Terça de despedida
Era a pior fase da vida dele. Abandonado pela esposa, sem emprego, sentindo-se que estava caminhando a passos largos para a depressão e o alcoolismo, sintomas que já lhe eram comuns em praticamente toda a vida, foi na terça-feira que ele recebeu o golpe mais dolorido que um homem pode receber.
Na segunda a noite, ele tentou procurar a ex e como não a encontrou ele acabou em um bar, como já tinha acontecido na noite anterior. Nem bem sentará, recebeu uma ligação da sua mãe, com aquela voz que só as mães têm, ela começou a consola-lo e o convidou para o jantar.
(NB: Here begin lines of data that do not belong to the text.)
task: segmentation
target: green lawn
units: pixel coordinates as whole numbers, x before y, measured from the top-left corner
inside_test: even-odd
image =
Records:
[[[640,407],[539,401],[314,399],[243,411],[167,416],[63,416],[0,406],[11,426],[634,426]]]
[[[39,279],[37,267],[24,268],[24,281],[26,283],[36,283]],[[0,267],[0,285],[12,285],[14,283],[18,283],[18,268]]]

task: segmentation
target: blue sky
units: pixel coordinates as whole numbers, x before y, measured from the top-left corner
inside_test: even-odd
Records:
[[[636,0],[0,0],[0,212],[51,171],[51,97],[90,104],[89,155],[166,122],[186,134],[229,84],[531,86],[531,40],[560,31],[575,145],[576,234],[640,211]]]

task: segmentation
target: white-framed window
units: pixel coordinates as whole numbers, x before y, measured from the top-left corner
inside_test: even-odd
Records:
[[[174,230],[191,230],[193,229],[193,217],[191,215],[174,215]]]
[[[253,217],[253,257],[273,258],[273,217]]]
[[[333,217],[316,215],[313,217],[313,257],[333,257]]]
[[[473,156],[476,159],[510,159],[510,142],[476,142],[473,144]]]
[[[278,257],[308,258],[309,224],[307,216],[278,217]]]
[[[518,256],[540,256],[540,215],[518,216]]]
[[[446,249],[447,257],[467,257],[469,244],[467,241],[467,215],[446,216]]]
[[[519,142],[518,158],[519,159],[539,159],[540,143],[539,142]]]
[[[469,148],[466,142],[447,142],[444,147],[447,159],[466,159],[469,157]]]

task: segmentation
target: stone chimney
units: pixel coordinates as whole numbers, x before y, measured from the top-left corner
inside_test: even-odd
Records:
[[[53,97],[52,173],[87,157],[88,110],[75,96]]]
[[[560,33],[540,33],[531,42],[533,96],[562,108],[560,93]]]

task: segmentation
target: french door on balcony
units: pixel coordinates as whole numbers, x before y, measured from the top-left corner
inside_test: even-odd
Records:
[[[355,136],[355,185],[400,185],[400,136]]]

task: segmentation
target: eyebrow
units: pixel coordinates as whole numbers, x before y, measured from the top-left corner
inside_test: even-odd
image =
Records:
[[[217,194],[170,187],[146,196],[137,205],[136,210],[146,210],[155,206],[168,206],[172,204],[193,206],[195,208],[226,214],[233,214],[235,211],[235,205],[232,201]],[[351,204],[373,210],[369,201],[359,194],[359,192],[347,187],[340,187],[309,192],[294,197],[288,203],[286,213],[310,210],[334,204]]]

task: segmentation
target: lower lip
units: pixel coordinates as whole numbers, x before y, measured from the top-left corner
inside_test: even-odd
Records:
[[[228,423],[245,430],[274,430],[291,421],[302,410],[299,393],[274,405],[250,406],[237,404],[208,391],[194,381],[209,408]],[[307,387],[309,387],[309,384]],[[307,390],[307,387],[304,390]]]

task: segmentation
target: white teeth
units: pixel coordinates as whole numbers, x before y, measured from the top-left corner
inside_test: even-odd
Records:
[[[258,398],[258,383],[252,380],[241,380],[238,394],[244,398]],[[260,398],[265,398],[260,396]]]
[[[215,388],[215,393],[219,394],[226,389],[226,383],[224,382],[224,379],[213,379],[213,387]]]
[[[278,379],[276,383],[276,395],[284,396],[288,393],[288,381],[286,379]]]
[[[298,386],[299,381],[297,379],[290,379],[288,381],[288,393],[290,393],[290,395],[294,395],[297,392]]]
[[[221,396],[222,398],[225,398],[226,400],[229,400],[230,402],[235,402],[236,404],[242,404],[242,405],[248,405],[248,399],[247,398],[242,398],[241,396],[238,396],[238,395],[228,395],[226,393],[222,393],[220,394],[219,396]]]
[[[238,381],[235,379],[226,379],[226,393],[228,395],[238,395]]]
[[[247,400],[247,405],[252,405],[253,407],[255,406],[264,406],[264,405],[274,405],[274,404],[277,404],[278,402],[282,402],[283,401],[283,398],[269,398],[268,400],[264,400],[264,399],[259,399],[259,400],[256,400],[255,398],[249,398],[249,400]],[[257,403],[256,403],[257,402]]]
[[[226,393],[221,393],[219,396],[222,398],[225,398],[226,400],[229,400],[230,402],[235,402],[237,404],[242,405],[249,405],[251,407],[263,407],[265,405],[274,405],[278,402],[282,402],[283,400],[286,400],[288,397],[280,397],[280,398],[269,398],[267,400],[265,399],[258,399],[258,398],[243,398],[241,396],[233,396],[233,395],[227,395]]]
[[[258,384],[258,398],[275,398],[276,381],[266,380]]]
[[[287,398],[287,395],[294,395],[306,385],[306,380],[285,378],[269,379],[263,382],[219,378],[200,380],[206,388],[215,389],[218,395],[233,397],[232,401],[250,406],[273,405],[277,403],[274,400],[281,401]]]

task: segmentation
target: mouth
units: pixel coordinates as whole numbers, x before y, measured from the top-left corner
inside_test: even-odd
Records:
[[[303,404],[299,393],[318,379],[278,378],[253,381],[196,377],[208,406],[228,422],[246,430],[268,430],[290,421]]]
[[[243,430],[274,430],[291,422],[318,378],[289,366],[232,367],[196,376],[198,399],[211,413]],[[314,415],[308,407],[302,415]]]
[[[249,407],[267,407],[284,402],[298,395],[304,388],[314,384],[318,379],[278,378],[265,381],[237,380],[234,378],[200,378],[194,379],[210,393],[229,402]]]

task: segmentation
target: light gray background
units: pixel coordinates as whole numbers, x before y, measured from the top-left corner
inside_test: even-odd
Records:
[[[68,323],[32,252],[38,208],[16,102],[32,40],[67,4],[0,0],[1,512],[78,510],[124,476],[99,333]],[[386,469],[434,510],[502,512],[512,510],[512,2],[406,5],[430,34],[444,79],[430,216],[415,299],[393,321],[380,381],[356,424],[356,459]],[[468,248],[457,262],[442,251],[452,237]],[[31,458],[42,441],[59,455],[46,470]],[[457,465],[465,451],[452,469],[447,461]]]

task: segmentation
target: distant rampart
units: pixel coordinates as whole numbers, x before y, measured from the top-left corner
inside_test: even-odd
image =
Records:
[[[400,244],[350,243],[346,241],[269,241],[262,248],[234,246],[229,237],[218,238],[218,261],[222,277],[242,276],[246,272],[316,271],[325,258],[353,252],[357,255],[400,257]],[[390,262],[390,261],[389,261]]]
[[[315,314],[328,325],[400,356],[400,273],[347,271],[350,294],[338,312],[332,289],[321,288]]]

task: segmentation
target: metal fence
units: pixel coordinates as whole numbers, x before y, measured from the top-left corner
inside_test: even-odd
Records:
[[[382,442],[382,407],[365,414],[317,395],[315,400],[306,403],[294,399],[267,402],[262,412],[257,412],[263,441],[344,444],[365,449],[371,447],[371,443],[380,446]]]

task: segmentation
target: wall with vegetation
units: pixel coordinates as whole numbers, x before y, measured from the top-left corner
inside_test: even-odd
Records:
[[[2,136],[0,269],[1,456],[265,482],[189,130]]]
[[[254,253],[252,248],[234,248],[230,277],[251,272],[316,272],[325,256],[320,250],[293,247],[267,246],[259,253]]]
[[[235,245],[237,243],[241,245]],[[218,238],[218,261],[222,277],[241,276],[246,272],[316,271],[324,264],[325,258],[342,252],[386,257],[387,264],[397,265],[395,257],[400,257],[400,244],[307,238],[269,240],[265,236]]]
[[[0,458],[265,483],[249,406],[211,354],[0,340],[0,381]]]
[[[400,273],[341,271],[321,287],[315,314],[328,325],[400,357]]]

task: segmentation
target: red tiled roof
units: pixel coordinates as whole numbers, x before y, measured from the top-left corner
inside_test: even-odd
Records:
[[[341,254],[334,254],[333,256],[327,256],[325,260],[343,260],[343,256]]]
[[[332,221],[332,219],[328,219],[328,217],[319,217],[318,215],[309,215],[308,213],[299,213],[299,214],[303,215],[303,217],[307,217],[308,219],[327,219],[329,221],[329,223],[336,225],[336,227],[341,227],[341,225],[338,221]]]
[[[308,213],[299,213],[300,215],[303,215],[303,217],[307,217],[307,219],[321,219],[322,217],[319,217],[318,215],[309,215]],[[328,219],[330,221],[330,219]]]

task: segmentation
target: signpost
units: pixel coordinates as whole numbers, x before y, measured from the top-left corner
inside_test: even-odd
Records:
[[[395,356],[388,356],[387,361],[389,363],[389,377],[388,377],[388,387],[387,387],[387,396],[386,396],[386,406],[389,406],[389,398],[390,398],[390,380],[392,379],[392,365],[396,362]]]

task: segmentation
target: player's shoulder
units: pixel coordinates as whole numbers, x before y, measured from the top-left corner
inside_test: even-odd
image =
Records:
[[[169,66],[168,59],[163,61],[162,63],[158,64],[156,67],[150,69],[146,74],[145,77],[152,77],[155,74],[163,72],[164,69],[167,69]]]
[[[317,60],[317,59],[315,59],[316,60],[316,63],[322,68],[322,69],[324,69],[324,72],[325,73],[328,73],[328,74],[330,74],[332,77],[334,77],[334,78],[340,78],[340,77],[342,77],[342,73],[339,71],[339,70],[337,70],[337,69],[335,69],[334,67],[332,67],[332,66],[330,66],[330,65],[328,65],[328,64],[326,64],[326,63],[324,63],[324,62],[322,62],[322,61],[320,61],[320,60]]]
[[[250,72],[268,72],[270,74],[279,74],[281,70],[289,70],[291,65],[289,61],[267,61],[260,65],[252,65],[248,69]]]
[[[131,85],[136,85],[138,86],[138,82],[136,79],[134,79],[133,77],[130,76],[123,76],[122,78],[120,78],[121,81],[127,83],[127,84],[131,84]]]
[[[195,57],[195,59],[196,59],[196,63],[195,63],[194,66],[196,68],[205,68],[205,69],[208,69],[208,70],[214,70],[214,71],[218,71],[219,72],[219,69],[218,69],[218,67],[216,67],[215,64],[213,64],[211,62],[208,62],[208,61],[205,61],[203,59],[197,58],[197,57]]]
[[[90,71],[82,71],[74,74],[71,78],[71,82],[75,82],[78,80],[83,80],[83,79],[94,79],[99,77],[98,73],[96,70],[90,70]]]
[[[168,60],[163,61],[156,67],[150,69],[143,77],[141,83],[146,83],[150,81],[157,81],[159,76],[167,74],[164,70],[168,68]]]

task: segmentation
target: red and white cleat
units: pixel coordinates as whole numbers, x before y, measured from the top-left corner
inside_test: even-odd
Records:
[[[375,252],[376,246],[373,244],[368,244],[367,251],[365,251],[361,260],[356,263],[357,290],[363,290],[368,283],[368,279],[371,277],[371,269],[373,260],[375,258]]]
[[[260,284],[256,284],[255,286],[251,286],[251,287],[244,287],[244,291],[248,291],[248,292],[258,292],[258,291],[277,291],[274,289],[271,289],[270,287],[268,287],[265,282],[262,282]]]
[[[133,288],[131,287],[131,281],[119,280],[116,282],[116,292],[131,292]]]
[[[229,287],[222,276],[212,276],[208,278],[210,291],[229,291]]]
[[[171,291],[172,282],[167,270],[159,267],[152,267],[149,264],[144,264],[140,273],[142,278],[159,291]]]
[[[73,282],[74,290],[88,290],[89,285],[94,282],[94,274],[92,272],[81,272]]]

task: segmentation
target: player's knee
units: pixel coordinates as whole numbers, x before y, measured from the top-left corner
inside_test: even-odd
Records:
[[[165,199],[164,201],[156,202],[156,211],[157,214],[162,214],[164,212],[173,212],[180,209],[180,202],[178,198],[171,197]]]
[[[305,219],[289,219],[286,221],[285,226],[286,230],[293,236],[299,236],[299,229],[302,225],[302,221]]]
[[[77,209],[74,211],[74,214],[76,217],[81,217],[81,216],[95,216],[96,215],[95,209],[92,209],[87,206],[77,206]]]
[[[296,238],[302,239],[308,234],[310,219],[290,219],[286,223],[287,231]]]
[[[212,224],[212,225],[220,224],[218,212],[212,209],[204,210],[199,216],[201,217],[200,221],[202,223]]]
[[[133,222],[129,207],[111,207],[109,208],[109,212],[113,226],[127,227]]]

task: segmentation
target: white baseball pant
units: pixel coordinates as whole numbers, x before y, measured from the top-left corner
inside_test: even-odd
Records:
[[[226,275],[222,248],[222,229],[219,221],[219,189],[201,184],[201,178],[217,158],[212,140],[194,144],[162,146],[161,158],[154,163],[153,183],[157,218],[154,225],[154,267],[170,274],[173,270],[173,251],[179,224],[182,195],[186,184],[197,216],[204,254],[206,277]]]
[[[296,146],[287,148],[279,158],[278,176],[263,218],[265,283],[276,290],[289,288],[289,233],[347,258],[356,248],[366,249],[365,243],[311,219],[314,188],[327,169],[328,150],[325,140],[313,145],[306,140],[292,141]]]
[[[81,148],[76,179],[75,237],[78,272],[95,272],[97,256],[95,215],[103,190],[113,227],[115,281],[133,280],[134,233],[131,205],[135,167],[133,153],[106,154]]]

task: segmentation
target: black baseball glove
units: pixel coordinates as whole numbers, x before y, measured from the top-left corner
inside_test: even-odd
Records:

Ele recusou.
Não queria demonstrar fraqueza para sua progenitora, mesmo que seu íntimo gritasse por um colo de mãe. Não importa a idade da gente, sempre é bom receber um carinho de mãe, afinal, não há mal do coração que um abraço de mãe não possa curar.
Entretanto, naquela noite, ele não queria parecer fraco e então seguiu bebendo. Bebeu até a madrugada e depois foi para casa e caiu na cama quando o sol já começava a bater na janela de seu quarto.
Jura que estava sonhando com uma praia deserto, ao lado do amor da sua vida, quando fortes batidas na porta despertaram-lhe. Ele primeiro cobriu os ouvidos com o travesseiro na esperança que a pessoa fosse embora, mas depois pensou que poderia ser ela voltando para o mundo e então pulou da cama e percebeu que nem a roupa da noite anterior ele tinha tirado.
Quando passava pelo meio da sala ele se deu conta de que se fosse ela, teria entrado, afinal, até onde ele sabia, ela tinha levado uma chave, e então desanimou.
Girou o trinco da porta e se deparou com uma mulher que ele amava. Não era exatamente a que ele queria, mas era alguém que ele amava, era sua irmã. Ela estava com olhos cheios de lágrimas, com o rosto inchado e com a maquiagem escorrida. Os cabelos mal penteados davam a impressão de ter acordado de susto.
“Porque não atende o telefone?” Ela perguntou. Ele citou a palavra bateria para não confessar que, na verdade, o havia deixado desligado para não ser incomodado. “A mamãe morreu” ela falou aos prantos. Ele titubeou e sentiu como se uma força tivesse lhe atingido o peito lhe jogando em direção da porta recém fechada. Não conseguiu falar nada. Até abriu a boca, mas as palavras não saiam. Sentiu uma falta de ar e uma dor no peito quase insuportável e sem conseguir respirar caiu sentando, sendo amparado pela irmã que apesar do choro, já tinha superado o choque inicial da notícia.
No chão, ali, sentados contra a porta os dois choravam abraçados. Nenhum dizia nada, não precisavam, ou não podiam, o fato é que a dor estava cortando o peito de ambos e o simples gesto de estar junto, era tudo que um precisava do outro.
A mente dele divagou pelas lembranças que tinha de sua mãe. Das palavras que ela disse na noite anterior e de tudo que ela se sacrificou para criar sozinha os dois filhos.
Era quando essas lembranças lhe assaltavam a mente que ele se deparou com uma verdadeira e triste realidade: quantas horas podia ter passado ao lado da sua mãe e por um ou outro motivo, que agora ele nem lembrava mais, ele a deixou esperando. Quantas palavras ele queria ter dito, mas que por achar que ela sabia de tudo e não precisava ouvir mais nada, ele nunca disse. Quantos presentes bons ele queria ter dado, mas priorizou uma festa, uma peça de roupa ou qualquer outra coisa, que agora lhe eram tão supérfluos, nunca deu. Quantos conselhos ela deu e ele fez de conta que ouviu e que por pensar que sabia tudo do mundo nunca colocou em prática e que agora reconhece que eram sábios e perfeitos para a sua vida.
Seus olhos lacrimejando, suas mãos suando e seu coração batendo de forma acelerado, fazendo com que todas as outras mágoas que ele acumulará ao longo da vida parecessem nada.
Na sua mente um filme ia passando das coisas que poderia ter feito e dito... em seu coração apenas a certeza de que agora era tarde demais e a pergunta: por que razão a gente espera ser tarde demais para se dar conta disso?